Maggie Tate on Race and Ethnicity presentations by Lady Adjepong and Kate Averett
On Friday, December 2nd, the Sociology department’s Race and Ethnicity research cluster met for the final discussion of the semester. Lady Adjepong, a first year student and Kate Averett, in her second year, presented papers in progress as part of the group’s goal to create a space where students can work through theoretical ideas about race and how race intersects with gender, sexuality, and class. Lady Adjepong’s paper, “Black Female Masculinities,” grappled with the way black women who perform masculinity fit into discourses of gender and gender non-conformity. Adjepong is critical of previous research on female masculinities that describes a return to masculinity as male bodied. Because cultural stereotypes already align black women as closer to masculinity and thus further from femininity than white women, discussions of black female masculinity tend to reify traditional norms regarding racialized notions of beauty and gender.
Kate Averett’s paper, “The Anxious Public: Disruptive Bodies, Troubled Spaces, and Anxious Response,” discussed the anxious public response that followed Bobby Montoya’s wish to join the Girl Scouts of Colorado.
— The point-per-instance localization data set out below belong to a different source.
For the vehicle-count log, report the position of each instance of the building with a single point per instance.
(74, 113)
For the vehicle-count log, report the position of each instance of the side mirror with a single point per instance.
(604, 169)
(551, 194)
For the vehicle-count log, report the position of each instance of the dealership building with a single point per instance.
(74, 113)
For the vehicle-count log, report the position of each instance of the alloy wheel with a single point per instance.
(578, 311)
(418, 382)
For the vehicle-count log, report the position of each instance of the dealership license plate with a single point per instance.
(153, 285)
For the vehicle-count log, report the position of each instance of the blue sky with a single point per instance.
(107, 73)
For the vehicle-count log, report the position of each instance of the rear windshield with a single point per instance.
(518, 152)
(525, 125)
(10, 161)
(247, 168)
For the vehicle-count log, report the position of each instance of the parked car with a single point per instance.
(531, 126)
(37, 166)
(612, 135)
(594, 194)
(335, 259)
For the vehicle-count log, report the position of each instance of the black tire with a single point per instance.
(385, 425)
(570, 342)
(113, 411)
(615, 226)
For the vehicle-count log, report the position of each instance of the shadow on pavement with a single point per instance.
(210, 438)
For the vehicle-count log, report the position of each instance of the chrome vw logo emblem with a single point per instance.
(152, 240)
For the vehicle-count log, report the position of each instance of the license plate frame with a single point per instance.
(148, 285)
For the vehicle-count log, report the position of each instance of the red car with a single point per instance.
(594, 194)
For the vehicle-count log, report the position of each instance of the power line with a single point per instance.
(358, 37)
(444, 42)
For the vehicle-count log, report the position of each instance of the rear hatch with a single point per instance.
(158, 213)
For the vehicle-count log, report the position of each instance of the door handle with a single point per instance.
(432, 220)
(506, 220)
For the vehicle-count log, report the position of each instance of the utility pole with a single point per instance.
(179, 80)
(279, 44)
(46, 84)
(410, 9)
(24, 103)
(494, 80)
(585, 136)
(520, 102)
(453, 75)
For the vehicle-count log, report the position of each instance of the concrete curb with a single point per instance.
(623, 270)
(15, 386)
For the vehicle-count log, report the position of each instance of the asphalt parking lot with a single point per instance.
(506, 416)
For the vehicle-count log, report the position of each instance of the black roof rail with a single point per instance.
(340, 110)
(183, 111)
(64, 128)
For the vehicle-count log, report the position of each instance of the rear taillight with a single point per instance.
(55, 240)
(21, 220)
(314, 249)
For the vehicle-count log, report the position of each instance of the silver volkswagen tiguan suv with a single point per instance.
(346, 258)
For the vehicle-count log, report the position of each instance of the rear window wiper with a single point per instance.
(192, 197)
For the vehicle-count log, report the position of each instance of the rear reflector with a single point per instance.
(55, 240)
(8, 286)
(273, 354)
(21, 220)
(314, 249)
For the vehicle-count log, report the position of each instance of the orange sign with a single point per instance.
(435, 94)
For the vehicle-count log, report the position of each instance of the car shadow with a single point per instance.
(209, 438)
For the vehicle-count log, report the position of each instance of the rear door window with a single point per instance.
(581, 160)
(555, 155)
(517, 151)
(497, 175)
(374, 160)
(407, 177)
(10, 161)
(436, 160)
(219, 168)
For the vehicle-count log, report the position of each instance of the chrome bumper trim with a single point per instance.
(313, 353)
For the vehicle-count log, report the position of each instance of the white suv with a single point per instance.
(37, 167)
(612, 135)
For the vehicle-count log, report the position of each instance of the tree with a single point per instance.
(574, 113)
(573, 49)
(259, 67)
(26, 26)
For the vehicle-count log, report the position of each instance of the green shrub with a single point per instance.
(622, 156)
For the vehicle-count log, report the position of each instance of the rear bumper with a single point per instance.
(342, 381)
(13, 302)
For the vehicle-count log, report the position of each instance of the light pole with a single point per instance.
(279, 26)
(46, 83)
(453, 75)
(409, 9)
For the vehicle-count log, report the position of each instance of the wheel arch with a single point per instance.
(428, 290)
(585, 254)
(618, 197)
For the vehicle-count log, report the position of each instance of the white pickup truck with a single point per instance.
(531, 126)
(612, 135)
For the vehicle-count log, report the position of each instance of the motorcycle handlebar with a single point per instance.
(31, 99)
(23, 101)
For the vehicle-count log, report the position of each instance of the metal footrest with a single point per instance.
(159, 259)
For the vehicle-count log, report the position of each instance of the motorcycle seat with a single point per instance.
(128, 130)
Bobby, a seven year old whose assigned sex was boy but who identifies socially as a girl, was denied entry into the Girl Scout program in the fall of 2011 because he “had boy parts.” Averett analyzed news websites that reported the story, as well as the comments that were posted in response to the news reports and found a pattern of sensationalism in the reporting and gender anxiety on the side of the public. Averett argued that because spaces coincide with a somatic norm, when bodies that don’t fit that norm attempt to inhabit those spaces, the response is characterized by anxiety and terror. The co-construction of bodies and spaces maintains the masculinity/femininity binary, and disruptions to the boundary threaten to destabilize the identities of individuals. But more than this, Averett argues, the Girl Scouts’ historical role in shoring up American values means that the separation of the sexes/genders is part of the construction of a national identity. Thus, individual gender anxieties become national gender anxieties. Questions for further discussion to Adjepong’s paper include how we can theorize gender presentations without returning to traits or characteristics embedded in the body, and how Sojourner Truth’s “Ain’t I a Woman” speech might inform contemporary discussions of the intersection of race and gender. Questions for further discussion to Averett’s paper include to what extent “strange” bodies in spaces are required to construct somatic norms, how much anxiety around identity and Girl Scouts is a future oriented fear, and how Bobby Montoya’s racial identity contributes to the anxiety her presence produces.